15 (28) February 1911 to commemorate the fiftieth anniversary of the victory, won by a handful of Cossacks over the hordes of Kokand Khan, was erected in the stanitsa cathedral of the Semirechenskaya Cossack troops.

=== Iberian-Seraphim Monastery ===
By decree of the Holy Synod on December 20, 1908 at the territory of the cathedral was founded Iberian-Seraphim monastery. At first - as a women's community at Vsekhsviatskaya church near the city cemetery on Tashkent alley. Experienced nun Nectaria, who came from Stavropol Ioanno-Mariinsky nunnery, became the abbess of the monastery. In 1910, the community, at the request of Bishop Demetrius of Turkestan (Abashidze), was converted to a women's monastery, where over 100 nuns lived.

Processions, with two to three thousand participants, took place from 1912 until the closure of the monastery after the October revolt. From September 1918, the monastery existed as a commune, and in the spring of 1921, the monastery was closed.

=== After the Revolution ===
After the February Revolution, services continued to be held in the cathedral. In the mid-20s it was seized by the Renovationists.
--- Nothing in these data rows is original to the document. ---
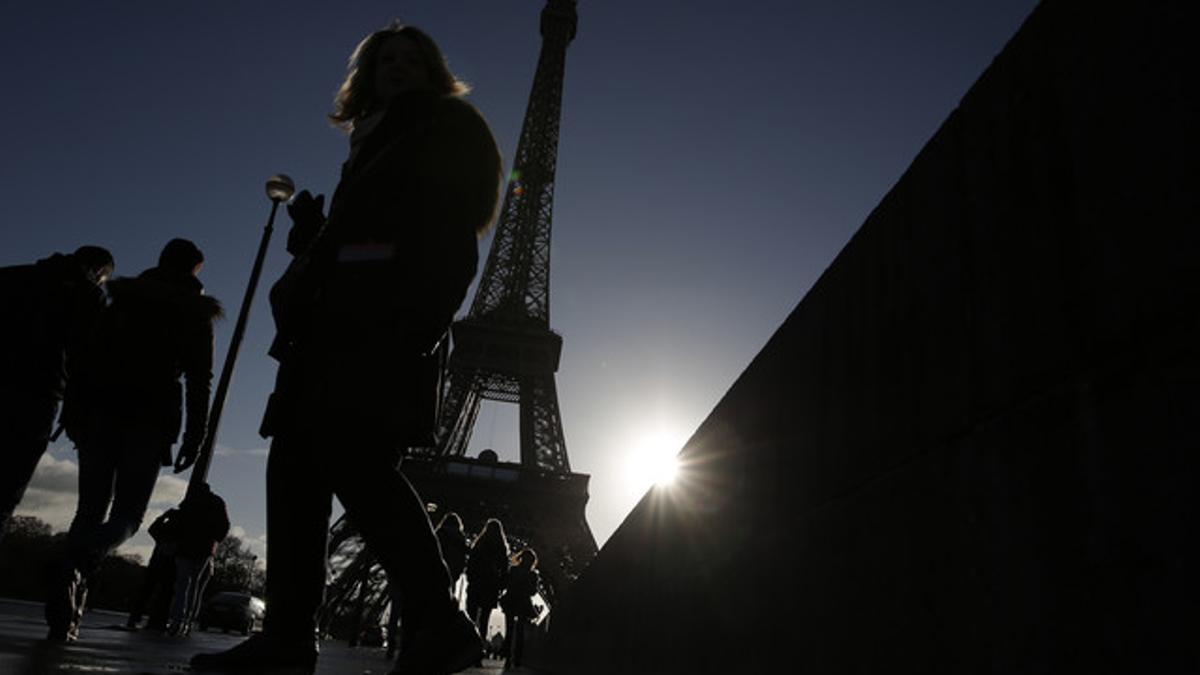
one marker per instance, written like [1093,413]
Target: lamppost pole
[279,189]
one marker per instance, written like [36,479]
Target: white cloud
[54,490]
[52,493]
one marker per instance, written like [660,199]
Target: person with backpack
[124,412]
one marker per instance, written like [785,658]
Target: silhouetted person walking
[203,524]
[517,603]
[359,316]
[123,410]
[157,585]
[486,568]
[454,544]
[49,309]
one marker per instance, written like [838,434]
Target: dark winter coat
[454,549]
[48,309]
[486,569]
[203,521]
[519,591]
[360,311]
[157,329]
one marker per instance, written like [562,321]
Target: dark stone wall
[972,447]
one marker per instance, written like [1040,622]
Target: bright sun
[652,459]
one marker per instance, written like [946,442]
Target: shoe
[444,647]
[259,653]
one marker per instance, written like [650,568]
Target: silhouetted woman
[517,603]
[486,567]
[359,317]
[454,544]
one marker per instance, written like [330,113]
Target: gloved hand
[187,453]
[307,217]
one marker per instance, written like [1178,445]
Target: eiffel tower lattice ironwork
[504,351]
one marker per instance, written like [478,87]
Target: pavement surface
[106,646]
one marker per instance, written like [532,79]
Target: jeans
[118,469]
[191,574]
[304,472]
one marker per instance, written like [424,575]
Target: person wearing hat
[124,410]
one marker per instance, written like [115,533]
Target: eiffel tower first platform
[504,351]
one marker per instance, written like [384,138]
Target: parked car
[233,611]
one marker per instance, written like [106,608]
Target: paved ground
[103,646]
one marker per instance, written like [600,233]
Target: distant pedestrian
[454,544]
[517,603]
[124,411]
[157,585]
[49,309]
[486,569]
[203,524]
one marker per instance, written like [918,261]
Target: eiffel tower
[504,351]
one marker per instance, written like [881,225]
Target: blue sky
[714,157]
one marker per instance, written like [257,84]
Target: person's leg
[298,507]
[67,575]
[299,503]
[138,608]
[519,626]
[509,649]
[395,526]
[138,463]
[165,583]
[202,581]
[186,572]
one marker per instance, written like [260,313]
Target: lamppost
[279,189]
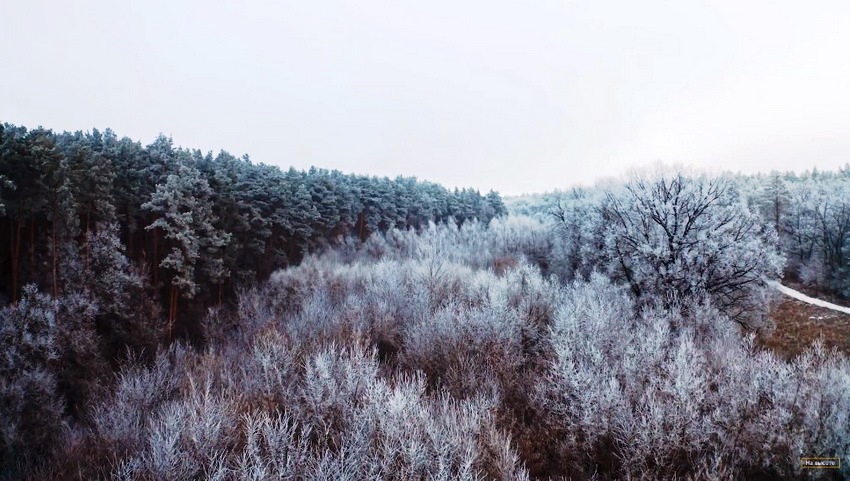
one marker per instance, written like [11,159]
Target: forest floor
[799,324]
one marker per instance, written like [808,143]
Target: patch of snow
[804,298]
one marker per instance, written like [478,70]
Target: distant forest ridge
[198,225]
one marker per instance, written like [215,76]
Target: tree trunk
[86,255]
[172,312]
[16,261]
[53,254]
[154,264]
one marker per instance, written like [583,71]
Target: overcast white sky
[516,96]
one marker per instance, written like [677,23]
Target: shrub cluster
[406,363]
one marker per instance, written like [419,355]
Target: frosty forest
[172,315]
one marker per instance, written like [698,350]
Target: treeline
[192,226]
[811,214]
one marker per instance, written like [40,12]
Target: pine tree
[185,216]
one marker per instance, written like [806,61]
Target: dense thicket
[392,329]
[392,361]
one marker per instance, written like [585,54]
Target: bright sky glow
[514,96]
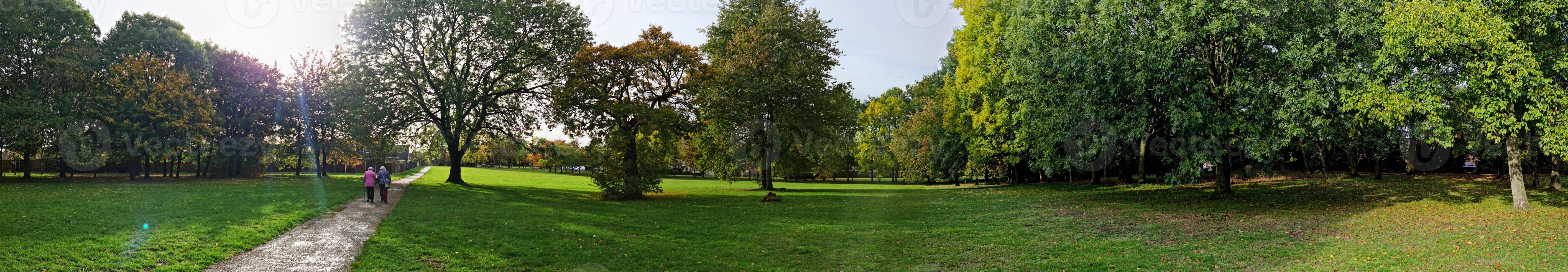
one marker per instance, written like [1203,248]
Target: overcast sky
[887,43]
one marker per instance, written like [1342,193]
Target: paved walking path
[327,243]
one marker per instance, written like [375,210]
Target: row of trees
[160,97]
[479,73]
[1039,90]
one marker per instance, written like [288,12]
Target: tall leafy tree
[772,62]
[1446,67]
[636,100]
[159,37]
[319,119]
[247,100]
[875,134]
[48,64]
[151,100]
[465,65]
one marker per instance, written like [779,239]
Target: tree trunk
[63,167]
[1307,170]
[1144,156]
[1556,177]
[27,167]
[1536,172]
[131,167]
[1222,177]
[1515,182]
[1094,177]
[1322,163]
[457,167]
[633,172]
[1377,167]
[298,159]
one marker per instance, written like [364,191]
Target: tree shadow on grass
[507,227]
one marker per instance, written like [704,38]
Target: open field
[534,221]
[153,225]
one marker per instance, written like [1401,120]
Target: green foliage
[465,67]
[546,222]
[59,225]
[879,123]
[48,65]
[634,101]
[772,89]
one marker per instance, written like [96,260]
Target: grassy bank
[534,221]
[153,224]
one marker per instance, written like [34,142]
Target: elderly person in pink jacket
[371,186]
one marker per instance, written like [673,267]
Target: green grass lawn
[535,221]
[190,224]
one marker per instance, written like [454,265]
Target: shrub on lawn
[622,180]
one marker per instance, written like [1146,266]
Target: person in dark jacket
[371,185]
[385,182]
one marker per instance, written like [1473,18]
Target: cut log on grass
[772,199]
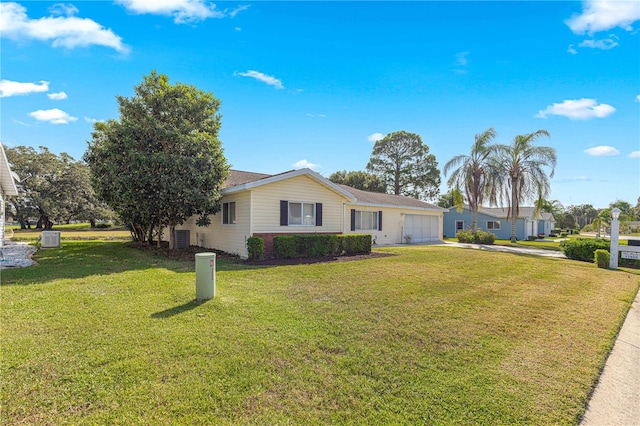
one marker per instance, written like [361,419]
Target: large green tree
[404,163]
[524,165]
[583,213]
[359,180]
[162,161]
[475,174]
[53,188]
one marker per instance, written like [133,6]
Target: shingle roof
[501,212]
[387,199]
[237,177]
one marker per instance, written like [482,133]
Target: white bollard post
[615,231]
[205,276]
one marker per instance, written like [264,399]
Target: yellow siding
[392,223]
[266,204]
[228,238]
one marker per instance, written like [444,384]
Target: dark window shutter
[284,213]
[318,214]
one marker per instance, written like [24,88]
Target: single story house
[7,188]
[304,202]
[494,219]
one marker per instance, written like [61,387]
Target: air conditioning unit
[183,239]
[50,239]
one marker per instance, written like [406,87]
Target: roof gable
[390,200]
[7,177]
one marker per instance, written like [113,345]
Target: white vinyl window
[303,214]
[229,213]
[366,220]
[493,224]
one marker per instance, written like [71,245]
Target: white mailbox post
[615,231]
[205,276]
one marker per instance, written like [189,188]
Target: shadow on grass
[177,310]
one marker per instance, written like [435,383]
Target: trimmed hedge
[602,258]
[255,248]
[301,246]
[480,237]
[583,249]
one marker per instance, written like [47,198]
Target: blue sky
[314,84]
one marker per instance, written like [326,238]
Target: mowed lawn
[100,333]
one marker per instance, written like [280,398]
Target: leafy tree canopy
[359,180]
[403,162]
[162,161]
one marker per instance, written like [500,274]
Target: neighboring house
[304,202]
[7,188]
[494,219]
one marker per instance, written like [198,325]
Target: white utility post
[615,231]
[205,276]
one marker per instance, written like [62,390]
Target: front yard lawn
[101,333]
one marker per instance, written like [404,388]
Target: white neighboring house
[7,188]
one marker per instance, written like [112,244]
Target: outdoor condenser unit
[50,239]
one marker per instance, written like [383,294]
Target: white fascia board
[395,206]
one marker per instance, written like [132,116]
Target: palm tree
[475,174]
[524,164]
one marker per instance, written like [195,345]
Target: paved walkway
[616,399]
[516,250]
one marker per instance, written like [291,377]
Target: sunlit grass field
[101,333]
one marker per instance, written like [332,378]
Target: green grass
[99,333]
[70,232]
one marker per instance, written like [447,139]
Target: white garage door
[421,228]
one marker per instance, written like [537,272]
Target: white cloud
[13,88]
[579,109]
[53,116]
[600,15]
[604,44]
[304,164]
[182,11]
[63,31]
[375,137]
[461,59]
[270,80]
[238,9]
[57,96]
[574,179]
[602,151]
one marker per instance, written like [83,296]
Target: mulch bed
[188,255]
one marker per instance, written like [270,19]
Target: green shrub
[484,237]
[601,258]
[284,247]
[355,243]
[300,246]
[465,237]
[255,248]
[583,249]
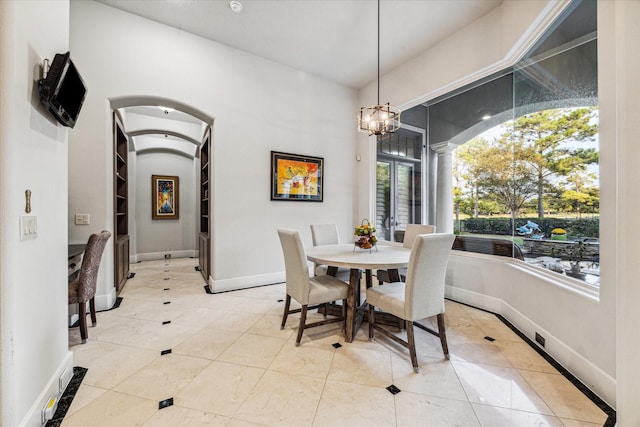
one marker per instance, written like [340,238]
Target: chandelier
[379,119]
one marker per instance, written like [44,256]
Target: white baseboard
[245,282]
[589,374]
[33,418]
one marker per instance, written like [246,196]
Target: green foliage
[579,228]
[535,166]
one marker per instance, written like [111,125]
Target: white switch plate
[82,219]
[28,227]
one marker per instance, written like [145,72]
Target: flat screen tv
[62,90]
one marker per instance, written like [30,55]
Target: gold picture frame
[165,197]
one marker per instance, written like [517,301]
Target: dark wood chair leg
[372,321]
[92,309]
[287,303]
[82,313]
[344,316]
[303,319]
[443,335]
[412,345]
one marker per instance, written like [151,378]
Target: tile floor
[231,365]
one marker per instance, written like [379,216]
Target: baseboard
[245,282]
[589,374]
[152,256]
[64,373]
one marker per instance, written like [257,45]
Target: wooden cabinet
[204,236]
[120,202]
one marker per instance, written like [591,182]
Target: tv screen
[63,91]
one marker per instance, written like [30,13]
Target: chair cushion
[389,298]
[326,289]
[73,292]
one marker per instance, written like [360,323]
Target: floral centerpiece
[365,237]
[558,234]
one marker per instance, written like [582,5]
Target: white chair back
[295,261]
[413,230]
[324,234]
[424,287]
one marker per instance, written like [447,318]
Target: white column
[444,185]
[431,198]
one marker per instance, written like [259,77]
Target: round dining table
[382,256]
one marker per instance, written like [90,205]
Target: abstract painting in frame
[296,177]
[165,197]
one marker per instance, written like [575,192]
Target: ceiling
[334,39]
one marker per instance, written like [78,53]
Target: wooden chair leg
[412,345]
[344,316]
[287,303]
[82,313]
[443,335]
[92,310]
[372,321]
[303,319]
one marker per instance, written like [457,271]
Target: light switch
[82,219]
[28,227]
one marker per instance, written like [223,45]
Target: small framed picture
[296,177]
[165,197]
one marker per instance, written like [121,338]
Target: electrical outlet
[82,219]
[28,227]
[540,339]
[62,381]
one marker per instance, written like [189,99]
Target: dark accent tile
[393,389]
[611,413]
[165,403]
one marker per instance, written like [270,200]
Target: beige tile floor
[231,365]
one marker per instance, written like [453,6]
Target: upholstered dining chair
[327,234]
[421,296]
[83,289]
[410,234]
[308,291]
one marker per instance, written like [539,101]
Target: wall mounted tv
[62,90]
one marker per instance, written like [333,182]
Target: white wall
[258,106]
[177,237]
[619,68]
[33,273]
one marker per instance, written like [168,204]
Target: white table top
[343,255]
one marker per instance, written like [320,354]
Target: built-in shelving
[204,236]
[120,202]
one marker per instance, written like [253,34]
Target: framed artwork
[165,197]
[296,178]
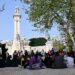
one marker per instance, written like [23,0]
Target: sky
[7,22]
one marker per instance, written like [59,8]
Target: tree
[37,41]
[45,12]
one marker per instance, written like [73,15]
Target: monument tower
[16,40]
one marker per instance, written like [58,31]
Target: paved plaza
[18,71]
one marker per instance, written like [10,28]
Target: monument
[16,41]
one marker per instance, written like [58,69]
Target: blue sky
[7,22]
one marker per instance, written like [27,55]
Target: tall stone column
[16,41]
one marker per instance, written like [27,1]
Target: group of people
[39,60]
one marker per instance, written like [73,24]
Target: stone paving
[18,71]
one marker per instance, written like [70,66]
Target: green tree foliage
[37,41]
[45,12]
In 1929 and 1931 the authorities attempted to close the cathedral, and finally did so in 1937. The clergy of the Church of the Renewal were arrested and shot.

After the closing the building was turned into a club of Red Partisans, then into a cinema "Drummer", then a puppet theater was placed inside its walls. During the installation of a sound cinema "Drummer", the graves of the high priests of the diocese Sophony and Nikon, honorary citizens of Verny and the victims of the earthquake of 1910-11, were desecrated and destroyed.

In the late 1980s the building of the temple came into disrepair, which contributed to the local residents pulling the building. To save the former cathedral from complete destruction, the Ministry of Culture of the KazSSR had to introduce the post of watchman to save the building, which was included in the list of protected monuments of culture and architecture before restoration began. In the conditions of political and economic crisis at the turn of 1980s and 1990s not only the restoration was not carried out but the building was excluded from the register of the monuments and the position of the watchman was abolished.

=== Restoration of the cathedral ===
In November 2003, there was a proposal to restore the nunnery and St. Sophia Cathedral on its territory. In 2004, the foundation was laid, and in 2007, the restored temple was consecrated. It was built entirely according to the old design, only with modern materials.

In the spring of 2006, new bells were consecrated, with a total weight of more than three tons. The weight of the largest one is 1600 kilograms and is the largest bell in Kazakhstan.

In 2011, relics of saints Vera, Nadezhda, Lyubov and Sofia from the Konstantino-Eleninskiy Convent near St. Petersburg were donated to the monastery for safekeeping.

On October 4, 2019, the miracle-working Kursk-Root Icon of the Blessed Virgin Mary "The Sign" was delivered to the cathedral.